MİNEZ BAYÜLGEN
Cumhuriyet gazetesinde yönetim değişmiş olmasına rağmen sular durmuyor. Yeni yönetim, eski yöneticileri gazetenin kasasını boşaltmakla da suçladı.
Yeni yönetimin iddialarını aynı zamanda Disk Basın İş’in genel başkanı da olan Cumhuriyet’in eski sorumlu yazı işleri müdürü Faruk Eren’e sorduk.
Cumhuriyet gazetesindeki değişimin etkileri hala devam ediyor. Yönetimle birlikte pek çok yazar ve muhabir toplu şekilde gazeteden ayrılırken, Vakıf Başkanı Alev Coşkun ve onu destekleyenler yönetime geldi.
Kamuoyu Coşkun’u gazete yöneticileri ve yazarlara hapis yolunu açan ihbar mektubunu cumhurbaşkanlığı genel sekreterliğine gönderdiği iddiasıyla tanıyor. Cumhurbaşkanlığı’na gönderilen bu ‘rica’ mektubunu iddia edildiği gibi Alev Coşkun mu kaleme aldı yoksa başkaları da var mıydı?

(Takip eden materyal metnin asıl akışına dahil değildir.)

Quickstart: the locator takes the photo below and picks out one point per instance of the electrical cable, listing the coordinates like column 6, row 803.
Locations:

İhbarla başlayan yargı sürecinden sonra Cumhuriyet’e operasyon yapıldı ve arkadaşlarımız terörle mücadele şubesine götürüldü. Alev Coşkun ifadeye çağrıldı.
‘Coşkun mahkemede doğru dürüst cevap veremedi’
İfadesinde ne demiş?
Emniyete bir sürü gazete kupürüyle çok hazırlıklı gitti. Belli ki sürecin nereye evrileceğini biliyordu. Nitekim mektubun Coşkun’a ait olduğunu eski vakıf başkanı Akın Atalay mahkemede ortaya koydu.

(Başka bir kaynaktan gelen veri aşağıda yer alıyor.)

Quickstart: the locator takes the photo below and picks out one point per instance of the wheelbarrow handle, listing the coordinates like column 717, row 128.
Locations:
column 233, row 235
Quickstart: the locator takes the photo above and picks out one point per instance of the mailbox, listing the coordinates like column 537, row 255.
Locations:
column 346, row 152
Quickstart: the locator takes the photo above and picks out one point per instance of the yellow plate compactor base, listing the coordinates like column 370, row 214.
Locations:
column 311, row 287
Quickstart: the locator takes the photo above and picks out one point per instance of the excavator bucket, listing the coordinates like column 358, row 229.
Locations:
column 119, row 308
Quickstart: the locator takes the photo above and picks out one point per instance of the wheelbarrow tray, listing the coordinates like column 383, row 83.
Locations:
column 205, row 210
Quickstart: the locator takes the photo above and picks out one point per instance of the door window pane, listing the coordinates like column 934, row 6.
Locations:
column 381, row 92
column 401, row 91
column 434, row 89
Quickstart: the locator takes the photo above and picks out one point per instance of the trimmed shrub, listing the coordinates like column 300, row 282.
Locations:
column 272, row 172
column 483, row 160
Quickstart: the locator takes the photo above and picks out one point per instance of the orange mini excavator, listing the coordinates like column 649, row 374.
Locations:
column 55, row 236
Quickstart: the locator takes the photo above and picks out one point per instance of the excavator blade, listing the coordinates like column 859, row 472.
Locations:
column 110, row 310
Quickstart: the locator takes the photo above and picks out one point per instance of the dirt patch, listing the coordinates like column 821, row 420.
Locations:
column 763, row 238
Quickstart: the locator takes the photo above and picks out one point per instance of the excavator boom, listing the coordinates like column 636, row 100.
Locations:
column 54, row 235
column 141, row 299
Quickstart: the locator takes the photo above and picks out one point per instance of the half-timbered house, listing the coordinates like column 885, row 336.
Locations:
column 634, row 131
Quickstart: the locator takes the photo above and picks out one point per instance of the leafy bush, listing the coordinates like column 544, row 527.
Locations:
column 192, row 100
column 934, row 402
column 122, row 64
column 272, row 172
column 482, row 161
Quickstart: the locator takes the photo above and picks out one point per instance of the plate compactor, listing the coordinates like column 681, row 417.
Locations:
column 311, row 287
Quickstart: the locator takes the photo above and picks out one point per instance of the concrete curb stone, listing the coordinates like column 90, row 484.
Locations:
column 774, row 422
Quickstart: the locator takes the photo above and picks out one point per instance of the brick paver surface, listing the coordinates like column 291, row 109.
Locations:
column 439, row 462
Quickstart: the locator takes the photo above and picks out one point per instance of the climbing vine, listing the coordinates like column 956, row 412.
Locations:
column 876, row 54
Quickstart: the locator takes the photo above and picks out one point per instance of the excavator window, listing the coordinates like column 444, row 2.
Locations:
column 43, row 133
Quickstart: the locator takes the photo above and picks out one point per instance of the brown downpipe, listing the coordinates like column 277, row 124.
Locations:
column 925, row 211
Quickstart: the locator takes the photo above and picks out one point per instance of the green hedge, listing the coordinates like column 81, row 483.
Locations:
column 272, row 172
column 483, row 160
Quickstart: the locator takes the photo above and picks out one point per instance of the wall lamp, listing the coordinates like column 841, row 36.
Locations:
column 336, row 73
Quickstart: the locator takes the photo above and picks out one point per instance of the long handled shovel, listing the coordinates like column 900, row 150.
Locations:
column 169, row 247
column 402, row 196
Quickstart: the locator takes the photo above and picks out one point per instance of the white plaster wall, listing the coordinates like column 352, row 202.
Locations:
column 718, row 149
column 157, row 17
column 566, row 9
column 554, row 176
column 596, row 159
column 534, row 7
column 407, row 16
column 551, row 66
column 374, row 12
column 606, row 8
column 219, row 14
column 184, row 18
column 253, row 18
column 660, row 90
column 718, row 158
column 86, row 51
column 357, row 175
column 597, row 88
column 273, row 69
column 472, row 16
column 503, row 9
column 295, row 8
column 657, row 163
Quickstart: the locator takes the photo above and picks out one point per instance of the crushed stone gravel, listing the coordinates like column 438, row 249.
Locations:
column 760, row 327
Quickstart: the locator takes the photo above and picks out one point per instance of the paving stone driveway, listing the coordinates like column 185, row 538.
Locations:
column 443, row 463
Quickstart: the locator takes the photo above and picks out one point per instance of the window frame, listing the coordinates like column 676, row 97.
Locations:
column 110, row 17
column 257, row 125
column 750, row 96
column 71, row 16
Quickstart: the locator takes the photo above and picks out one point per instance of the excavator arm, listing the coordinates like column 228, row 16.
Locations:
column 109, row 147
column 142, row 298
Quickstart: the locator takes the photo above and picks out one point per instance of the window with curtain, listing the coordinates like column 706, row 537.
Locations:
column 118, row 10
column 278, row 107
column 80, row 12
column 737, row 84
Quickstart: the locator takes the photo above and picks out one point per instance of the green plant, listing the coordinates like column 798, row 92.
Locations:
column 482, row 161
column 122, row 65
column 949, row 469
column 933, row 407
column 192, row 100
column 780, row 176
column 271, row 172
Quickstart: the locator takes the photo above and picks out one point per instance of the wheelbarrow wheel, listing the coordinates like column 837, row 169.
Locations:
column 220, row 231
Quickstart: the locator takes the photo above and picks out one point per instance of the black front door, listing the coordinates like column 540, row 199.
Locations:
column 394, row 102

Peki, Coşkun’un mahkemede hakim karşısındaki tavrı nasıldı?
Tekliyordu. Sorulara doğru dürüst cevap bile veremedi.
Akın Atalay, genel yayın yönetmeni Murat Sabuncu ve Cumhuriyet yazarları hapse atıldı. Onlar hapisteyken gazetede Alev Coşkun ile Akın Atalay ekipleri keskin şekilde ayrıştı mı?
Parçalanma vardı. Arkadaşlarımız aleyhine tanıklık yapanlar bir bloktaydı ki onlar da gazetedeki görevlerini sürdürüyordu. Diğer yandaysa biz vardık. İdeolojik birlikteliği olan bir grup değildik. Tek ortak paydamız daha iyi bir gazete ve doğru gazetecilik yapmaktı.
Cumhuriyet’te Ahmet İnsel, Aslı Aydıntaşbaş gibi farklı siyasi görüşlere sahip yazarlara yer vermiş olmanız nasıl bir sorun yarattı?
Bugünkü yönetim liberal kavramını suç olarak gösteriyor. Saydığınız isimler ve Nuray Mert, Can Dündar döneminde gelmişlerdi. Nuray Mert gerçekten de Cumhuriyet okuruyla bağdaşmıyordu. Belki de Nuray, kasıtlı olarak kışkırtıcı yazılar yazdı ve onunla yollar ayrıldı. Ancak İnsel’in Radikal’den de gelen okur kitlesi vardı.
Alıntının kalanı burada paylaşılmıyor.